Honestly the rest is a haze.....what happened? How did 175 mph go so wrong? Was it a medical issue? Mechanical issue? Was he confused about where the finish line was? Was he just trying too hard to go too fast this time around? I wish I knew...and yet I know no matter what it doesn't change anything, he's gone. And I feel like total shit for ever having brought him out. I know I'm not to blame, he was a grown man and wanted to race and do it the right way, the safer way, the legal way.
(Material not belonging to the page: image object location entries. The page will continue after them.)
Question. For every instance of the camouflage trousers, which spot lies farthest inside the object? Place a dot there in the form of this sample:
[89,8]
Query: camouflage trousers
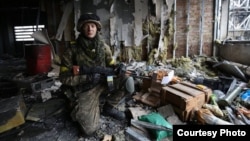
[87,111]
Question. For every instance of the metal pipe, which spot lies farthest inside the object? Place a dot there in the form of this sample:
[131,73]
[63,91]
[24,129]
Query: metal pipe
[187,26]
[174,29]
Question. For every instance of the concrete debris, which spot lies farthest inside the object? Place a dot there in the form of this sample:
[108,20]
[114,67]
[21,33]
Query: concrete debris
[182,90]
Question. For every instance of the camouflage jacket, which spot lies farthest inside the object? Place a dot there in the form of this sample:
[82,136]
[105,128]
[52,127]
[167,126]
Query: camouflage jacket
[83,52]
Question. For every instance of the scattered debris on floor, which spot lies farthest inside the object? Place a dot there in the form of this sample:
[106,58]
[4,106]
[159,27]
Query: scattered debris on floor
[185,91]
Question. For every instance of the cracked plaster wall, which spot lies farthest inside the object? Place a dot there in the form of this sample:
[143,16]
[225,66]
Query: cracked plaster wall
[122,20]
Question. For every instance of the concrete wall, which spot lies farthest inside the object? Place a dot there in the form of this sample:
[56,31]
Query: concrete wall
[123,19]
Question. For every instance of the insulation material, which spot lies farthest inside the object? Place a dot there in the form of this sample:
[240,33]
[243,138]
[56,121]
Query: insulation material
[139,15]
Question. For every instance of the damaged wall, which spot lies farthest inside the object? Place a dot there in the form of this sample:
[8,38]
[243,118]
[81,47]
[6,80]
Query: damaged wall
[162,29]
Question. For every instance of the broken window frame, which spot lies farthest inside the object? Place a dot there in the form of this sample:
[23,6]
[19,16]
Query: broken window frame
[239,20]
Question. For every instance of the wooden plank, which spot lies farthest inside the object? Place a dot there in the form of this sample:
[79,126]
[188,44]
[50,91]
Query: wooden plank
[177,98]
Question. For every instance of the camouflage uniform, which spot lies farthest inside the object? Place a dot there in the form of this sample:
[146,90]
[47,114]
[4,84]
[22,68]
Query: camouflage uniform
[84,92]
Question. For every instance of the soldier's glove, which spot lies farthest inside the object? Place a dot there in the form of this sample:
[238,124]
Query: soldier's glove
[103,70]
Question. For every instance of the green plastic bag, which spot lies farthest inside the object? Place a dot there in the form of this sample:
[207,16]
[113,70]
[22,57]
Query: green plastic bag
[157,119]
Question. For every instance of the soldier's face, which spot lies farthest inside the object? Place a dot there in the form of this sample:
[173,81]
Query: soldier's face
[90,30]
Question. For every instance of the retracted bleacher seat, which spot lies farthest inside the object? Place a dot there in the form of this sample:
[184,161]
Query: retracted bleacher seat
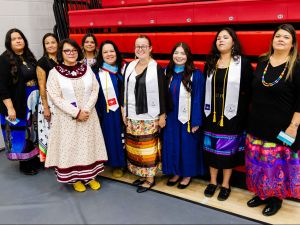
[122,3]
[191,13]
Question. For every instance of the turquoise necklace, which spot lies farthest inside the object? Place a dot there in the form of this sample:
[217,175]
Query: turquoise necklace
[266,84]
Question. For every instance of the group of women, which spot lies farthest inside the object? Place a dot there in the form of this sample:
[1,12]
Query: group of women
[77,109]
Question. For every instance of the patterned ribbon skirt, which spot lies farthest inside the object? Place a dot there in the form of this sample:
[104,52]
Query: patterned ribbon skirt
[273,170]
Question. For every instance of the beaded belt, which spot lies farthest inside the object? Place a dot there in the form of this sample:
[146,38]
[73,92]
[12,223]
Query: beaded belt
[31,83]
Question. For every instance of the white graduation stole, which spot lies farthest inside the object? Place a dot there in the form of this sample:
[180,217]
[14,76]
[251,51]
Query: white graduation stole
[151,86]
[108,90]
[232,90]
[184,107]
[67,89]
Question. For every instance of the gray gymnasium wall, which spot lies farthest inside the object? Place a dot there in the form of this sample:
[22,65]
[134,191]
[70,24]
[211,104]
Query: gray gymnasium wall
[33,17]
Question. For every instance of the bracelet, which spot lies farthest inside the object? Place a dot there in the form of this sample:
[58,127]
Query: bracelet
[296,125]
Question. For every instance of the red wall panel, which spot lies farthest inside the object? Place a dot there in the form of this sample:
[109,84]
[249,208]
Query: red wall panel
[122,3]
[192,13]
[254,43]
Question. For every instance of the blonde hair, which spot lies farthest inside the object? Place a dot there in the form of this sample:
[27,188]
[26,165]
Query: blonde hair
[293,54]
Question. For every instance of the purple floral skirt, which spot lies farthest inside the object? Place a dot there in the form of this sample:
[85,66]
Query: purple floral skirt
[272,170]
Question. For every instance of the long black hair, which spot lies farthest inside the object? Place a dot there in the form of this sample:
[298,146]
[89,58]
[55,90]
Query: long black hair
[94,39]
[293,54]
[44,38]
[119,60]
[13,58]
[69,41]
[214,54]
[188,69]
Its the only real way to explore the limits of bikes this fast without ending up in jail....or worse. But I can't help but still feel like I had a say in it. I took him under my wing and tried to help him achieve a goal, a dream. And at 73 it is my understanding that his wife was finally ok with the notion. I feel like I can't look anyone in his family in the eye at the funeral without them looking at me going "You are the guy who got gerald into this sorta going stupid fast thing...he was a 73 year old guy what the Fiat were you thinking?!" And yet all I did was think about his safety....I made him get a new helmet, back protector, taped up the bodywork below thats known to get crooked on zx12s at speed, checked his tire pressure for him at the track, his oil level, made sure the brakes felt ok in the pits. I had even taken the bike to over 180 mph in the past to make sure it was "safe and stable". I felt like I tried to catch whatever possible problem there could be and help him through it....and reminded him that at 73 he was definately 1 in a million racing a bike like this.
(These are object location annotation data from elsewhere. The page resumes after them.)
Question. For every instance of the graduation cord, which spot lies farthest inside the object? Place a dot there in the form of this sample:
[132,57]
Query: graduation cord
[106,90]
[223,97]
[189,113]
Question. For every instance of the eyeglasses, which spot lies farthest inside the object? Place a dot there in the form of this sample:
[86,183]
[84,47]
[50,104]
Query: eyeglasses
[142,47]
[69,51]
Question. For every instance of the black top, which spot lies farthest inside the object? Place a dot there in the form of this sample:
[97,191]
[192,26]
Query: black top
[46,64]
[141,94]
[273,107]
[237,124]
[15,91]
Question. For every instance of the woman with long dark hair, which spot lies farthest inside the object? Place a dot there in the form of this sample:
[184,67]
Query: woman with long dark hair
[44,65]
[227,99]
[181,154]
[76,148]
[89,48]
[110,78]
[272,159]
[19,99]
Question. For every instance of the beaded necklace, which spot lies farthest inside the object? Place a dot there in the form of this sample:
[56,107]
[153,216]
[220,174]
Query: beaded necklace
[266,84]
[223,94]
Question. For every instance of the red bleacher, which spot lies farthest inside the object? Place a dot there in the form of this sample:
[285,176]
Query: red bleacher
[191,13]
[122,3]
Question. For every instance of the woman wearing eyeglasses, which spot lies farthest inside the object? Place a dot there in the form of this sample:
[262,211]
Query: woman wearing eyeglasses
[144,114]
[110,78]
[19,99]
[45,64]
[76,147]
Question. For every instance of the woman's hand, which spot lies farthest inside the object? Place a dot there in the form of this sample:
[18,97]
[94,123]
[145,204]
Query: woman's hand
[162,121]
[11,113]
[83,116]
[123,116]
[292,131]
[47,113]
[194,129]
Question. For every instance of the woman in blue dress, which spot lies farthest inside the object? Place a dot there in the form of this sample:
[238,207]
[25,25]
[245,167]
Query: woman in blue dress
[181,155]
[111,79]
It was a long drive home home....blurry eyed here and there, I just needed to stay on the road, I didn't want to pull off the road too long and THINK. Coffee for lunch and 2 beers for dinner. Its Monday morning and I don't feel any better. I know he went out doing what he loved, literally. And I know it will take a long time for me to get through this. Thanks to everyone in the pits, ECTA officials and others for the kind words after the fact.